オレってひょっとしてものスゴイ潜在能力があったり、選ばれし勇者的ポジションだったり・・・。
「あの2人を救おうとしてくれたノデ、治したら元の場所に戻しておこうと思っタラ、キミが目覚めてしまったノダ。姿を見られてしまっては仕方がナイ」
おい・・・。
仕方がないって・・・。
思いっきりアクシデント扱いかよ!
勇者的ポジションじゃないのかよ、トホホ。
「・・・」
「・・・」
「守ってほしいノダ!」
押しが強い宇宙人だな。
まあ、国や世界はどうでも静ちゃんくらいは守りたいけどさ。
「そうか、やってくれルカ! そう言ってくれると信じてイタ!」
「い、いや引き受けるとはまだ言って・・・」
「キミを助けた甲斐があったというもノダ」
「は、はい・・・」
だから、人の話を聞けよ、まっくろけのクセに。
助けてやったって、さりげなく恩を売るあたり、この宇宙人タダモノじゃないな。
「しかしキミは弱イ、そして敵は強イ」
「・・・な、何度も殺されると思います」
「ウム、そこで銀河刑事セットを託そうと思ウ」
「おおっ!」
それはスゴイ!
実はスーパーメンや戦隊ヒーローに憧れてた時期があったわけですよ。
藤原先輩に聞かれて、ちょっと答えたけど、本当の事を言えば、めっちゃなりたかった。
なれるなら、いっつもカレー食ってるポジションでもぜんぜんオッケー!
いざという時に変身して敵をやっつける!
カッコイイよね。
男なら誰だって憧れる時期はあると思う。
銀河刑事だって!?
戦隊どころかピンじゃん♪
また例によって、顔に嬉しさが出ていたのか、それを見たゴントがうんうんと頷いている。
細っこい腕を組んで。
「さ、こレヲ・・・」
カラフルな布の紐を差し出してくる真っ黒な宇宙人。
クソの役にも立たない王様が、騎士に剣を渡すようなおごそかな仕草だった。
やけに細いけどなんだろう?
もっとこうゴテゴテしたブレスレットとかバックルみたいな感じで、いろんな機能が付いてたり色々光ったりしそうなモノではないのか。

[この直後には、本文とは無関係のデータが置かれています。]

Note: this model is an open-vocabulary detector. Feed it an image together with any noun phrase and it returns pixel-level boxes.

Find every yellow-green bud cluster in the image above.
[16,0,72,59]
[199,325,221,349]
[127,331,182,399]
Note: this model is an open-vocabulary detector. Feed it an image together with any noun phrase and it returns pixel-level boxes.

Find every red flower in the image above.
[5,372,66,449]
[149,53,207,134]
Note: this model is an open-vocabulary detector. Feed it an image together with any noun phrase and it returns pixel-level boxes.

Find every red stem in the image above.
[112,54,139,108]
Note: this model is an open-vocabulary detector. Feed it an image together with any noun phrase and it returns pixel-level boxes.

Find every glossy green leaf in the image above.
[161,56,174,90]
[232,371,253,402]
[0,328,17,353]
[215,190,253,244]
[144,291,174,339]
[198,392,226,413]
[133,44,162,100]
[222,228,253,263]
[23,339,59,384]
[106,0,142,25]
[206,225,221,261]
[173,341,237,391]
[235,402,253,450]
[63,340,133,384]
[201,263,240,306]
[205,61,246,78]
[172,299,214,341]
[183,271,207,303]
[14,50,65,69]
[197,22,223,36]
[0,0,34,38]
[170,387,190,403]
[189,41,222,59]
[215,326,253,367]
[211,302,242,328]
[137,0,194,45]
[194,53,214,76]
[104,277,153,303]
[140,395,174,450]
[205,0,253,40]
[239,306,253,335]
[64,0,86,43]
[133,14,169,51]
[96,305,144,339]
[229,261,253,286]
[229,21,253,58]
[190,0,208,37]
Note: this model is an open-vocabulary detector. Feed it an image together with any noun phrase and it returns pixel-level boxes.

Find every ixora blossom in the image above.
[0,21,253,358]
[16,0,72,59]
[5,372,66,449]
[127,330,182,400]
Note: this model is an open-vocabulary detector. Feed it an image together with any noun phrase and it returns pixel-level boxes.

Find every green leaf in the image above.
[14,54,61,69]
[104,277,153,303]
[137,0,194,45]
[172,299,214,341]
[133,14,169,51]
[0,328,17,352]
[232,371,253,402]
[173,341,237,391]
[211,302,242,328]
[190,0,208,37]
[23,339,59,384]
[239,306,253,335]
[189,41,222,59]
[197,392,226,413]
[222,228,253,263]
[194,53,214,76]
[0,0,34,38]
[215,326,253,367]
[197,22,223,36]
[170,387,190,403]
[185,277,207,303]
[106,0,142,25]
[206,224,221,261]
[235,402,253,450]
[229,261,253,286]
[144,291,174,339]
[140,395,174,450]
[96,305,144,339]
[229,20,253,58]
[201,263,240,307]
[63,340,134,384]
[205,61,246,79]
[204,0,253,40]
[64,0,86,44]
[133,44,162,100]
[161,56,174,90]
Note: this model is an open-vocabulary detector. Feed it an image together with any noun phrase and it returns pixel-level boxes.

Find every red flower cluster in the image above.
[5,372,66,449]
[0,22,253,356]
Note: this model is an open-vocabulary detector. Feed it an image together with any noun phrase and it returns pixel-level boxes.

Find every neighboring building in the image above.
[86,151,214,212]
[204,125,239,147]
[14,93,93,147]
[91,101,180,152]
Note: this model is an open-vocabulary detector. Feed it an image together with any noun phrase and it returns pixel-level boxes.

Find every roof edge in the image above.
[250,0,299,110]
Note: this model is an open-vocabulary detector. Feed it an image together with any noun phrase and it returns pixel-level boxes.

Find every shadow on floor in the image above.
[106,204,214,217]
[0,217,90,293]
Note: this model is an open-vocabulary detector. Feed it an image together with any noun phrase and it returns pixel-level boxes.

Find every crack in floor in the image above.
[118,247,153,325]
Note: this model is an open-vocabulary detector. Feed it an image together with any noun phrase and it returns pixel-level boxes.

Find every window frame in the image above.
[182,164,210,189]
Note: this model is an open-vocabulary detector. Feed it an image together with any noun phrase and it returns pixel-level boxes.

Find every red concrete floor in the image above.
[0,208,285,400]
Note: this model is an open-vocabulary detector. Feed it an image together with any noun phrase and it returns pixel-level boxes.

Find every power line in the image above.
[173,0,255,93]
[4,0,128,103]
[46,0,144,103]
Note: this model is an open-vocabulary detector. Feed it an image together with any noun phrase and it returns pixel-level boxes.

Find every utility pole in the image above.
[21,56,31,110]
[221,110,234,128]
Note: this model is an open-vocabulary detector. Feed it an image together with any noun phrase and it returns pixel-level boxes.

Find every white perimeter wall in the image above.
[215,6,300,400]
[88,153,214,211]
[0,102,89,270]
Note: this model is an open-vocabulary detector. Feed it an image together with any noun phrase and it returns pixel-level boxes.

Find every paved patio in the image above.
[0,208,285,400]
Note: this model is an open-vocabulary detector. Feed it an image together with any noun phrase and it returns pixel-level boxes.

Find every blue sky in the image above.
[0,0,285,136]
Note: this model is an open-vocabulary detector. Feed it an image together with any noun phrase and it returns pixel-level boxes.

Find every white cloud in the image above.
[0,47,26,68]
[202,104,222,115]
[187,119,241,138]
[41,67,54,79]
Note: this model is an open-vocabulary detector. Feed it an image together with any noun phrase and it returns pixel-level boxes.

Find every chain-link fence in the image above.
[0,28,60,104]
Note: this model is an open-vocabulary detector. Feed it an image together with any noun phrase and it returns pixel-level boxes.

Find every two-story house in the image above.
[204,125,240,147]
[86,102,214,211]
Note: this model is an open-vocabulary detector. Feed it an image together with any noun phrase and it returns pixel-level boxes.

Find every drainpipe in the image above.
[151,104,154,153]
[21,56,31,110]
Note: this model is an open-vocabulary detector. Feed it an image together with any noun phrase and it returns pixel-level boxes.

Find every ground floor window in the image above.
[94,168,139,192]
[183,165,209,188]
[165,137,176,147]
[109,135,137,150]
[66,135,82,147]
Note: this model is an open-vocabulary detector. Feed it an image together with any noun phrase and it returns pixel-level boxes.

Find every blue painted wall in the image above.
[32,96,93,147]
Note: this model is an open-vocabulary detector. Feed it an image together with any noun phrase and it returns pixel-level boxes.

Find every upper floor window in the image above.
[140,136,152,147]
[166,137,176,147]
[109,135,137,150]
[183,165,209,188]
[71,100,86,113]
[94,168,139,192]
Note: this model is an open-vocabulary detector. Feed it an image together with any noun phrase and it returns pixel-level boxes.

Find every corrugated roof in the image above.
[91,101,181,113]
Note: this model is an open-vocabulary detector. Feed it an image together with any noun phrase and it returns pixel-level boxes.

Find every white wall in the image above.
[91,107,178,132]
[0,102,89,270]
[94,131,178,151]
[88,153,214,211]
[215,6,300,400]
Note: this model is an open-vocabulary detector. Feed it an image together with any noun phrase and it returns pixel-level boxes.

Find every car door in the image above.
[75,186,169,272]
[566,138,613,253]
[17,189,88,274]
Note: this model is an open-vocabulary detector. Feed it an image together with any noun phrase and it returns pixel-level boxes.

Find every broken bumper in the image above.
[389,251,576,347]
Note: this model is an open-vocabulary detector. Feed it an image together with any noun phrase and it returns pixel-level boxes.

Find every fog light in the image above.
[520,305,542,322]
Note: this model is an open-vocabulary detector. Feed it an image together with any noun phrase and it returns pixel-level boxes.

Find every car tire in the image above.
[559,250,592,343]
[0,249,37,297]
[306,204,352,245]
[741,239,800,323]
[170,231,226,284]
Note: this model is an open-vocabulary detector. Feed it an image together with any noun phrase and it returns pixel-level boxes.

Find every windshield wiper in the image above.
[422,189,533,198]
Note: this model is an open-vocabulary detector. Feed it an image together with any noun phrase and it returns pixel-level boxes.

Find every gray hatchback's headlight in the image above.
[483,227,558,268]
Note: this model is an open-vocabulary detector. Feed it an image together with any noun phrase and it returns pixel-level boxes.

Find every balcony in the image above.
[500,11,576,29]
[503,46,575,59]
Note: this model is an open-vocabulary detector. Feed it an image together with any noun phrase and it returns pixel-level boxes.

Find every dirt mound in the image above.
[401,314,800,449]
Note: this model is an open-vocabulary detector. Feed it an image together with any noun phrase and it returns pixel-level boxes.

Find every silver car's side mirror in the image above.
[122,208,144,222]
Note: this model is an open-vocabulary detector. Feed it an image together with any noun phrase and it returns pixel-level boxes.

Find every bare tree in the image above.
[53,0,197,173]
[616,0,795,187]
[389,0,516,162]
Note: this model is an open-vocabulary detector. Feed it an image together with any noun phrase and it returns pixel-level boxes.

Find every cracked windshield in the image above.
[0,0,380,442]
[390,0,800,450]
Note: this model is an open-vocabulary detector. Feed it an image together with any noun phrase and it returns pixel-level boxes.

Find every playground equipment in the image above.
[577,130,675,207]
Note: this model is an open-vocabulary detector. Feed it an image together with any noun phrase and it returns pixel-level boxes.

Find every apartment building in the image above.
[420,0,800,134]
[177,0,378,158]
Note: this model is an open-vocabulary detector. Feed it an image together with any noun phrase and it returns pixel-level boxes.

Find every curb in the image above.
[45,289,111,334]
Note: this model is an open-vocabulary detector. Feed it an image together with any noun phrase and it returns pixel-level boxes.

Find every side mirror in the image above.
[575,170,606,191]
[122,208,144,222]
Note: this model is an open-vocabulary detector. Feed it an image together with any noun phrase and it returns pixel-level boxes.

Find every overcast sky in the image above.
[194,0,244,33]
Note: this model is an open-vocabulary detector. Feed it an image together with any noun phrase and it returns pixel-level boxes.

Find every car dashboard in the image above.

何て言うか、擬音で表すとクルクルクル、ギュィィィン・・・シャキーン! ピカアァァ!みたいな?
いやいやいや、んなモンは大げさなだけで、ホンマモンの変身ヒーローってのはこうして地味なもんなんだよ、きっと。
「あの、これは・・・?」
「よく聞きたマエ」
「は、はい」
「これはミサンガ、ダ」
えええ!?
今時!?
やけにカラフルだとは思ったけど、ミサンガって・・・。
パワーストーンブレスレットより遙か昔に流行ったアレかよ。
ずっと腕に巻いてて、それが切れると願いが叶うらしいけど、切れるまで付けてた人なんていたのか?
「変身したいと強く願いながら引きちぎルト、キミは特殊装甲に包まれるノダ! カッコイイ装甲ダヨ」
ダヨって!
しかも願ってから自分で引きちぎるって・・・セルフサービスでムリヤリ願いを叶えるのか!?
そんな変身ヒーロー聞いたことないよ・・・。
「あまり乗り気じゃなさそうダナ・・・」
「い、いえ・・・あの、参考までに聞きたいんですが」
「ナニカネ?」
「他のはあるんでしょうか?」
「ミサンガは嫌カネ?」
「い、いや他のはどんなんかな〜っと」
「他にもアル」
「おおっ!」
やっぱりね。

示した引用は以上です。